Снова, как после солнечного удара — в Америку — отыграть очередную роль?.. «Но я же теперь русский писатель», — думал, небрежно проковыривая лезвием грудь до сердца. Через меня написался текст, и ничто не будет прежним: я лягу на полку, покроюсь пылью, исчезну, но исчезновение мое будет оформлено в слова, оно будет, по крайней мере, овито словами. Как старый дом, трухлявый и дрянной, превращается в призрака, а его силуэт все еще овивают свежие, зеленые побеги, лианы, плющ — но забывают язык наследники, на котором написано имя дома, забывают предка-основателя и, наконец, однажды забывают даже то, что под зеленью были стены и фундамент. И вот все съедено землей, все сделалось землей, в прошлое наконец вернулось все, пытавшееся тщетно в будущее пойти.
С этим я вернулся. И Дамиан, перекуривший накануне, кашлявший дорóгой, как пьяный черт, встречал меня и принюхивался: «You changed lots» — его это не радовало.

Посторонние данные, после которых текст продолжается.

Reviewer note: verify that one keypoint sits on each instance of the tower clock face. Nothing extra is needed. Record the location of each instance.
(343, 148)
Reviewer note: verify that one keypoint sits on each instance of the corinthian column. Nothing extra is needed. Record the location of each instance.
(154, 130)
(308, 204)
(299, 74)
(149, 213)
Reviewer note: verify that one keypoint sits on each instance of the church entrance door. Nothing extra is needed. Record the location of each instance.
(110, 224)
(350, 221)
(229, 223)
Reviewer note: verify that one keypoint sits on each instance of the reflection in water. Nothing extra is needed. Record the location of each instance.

Напарник всегда боялся перемен во мне, ведь общее знание о природе будущего терзало нас тревогой.
Бормотал озлобленно, будто ненавидел, и трещина действительно пошла через меня: того меня уж нет, кого он провожал. Он встретил другого; знакомцы, нанизанные на прежнего меня, остались прежними, и жилища мои, и предметы, и даже одежда, что не истлела за семь-восемь лет, — я не любитель менять наряды, пусть тлеют, — словом, все прежнее. Но потекло новое через меня.
Я замер в медитации, в попытке забыть и простить, но эти старые (эпохи Возмездия) инструменты не могли сработать. Он прошептал злобно мне вслед: «You cannot work in the police if you continue to be like that, you’re worthless, you’re emptyheaded, men-up, forget her, become vicious and brutal again!.. Shit, that’s not my man, I don’t see my man anymore, what a heck of a man are you? Where is your power? Where is your aridity?.. I hate seeing you like that, I hate you!..» — и дальше плевался в меня, будто я был виноват. Ну а что поделать?..
Прошла во мне эпоха, и раз я выжил — подчиниться оставалось наступлению нового. Тут ничего не остается, как стать чем-то, к чему ты призван.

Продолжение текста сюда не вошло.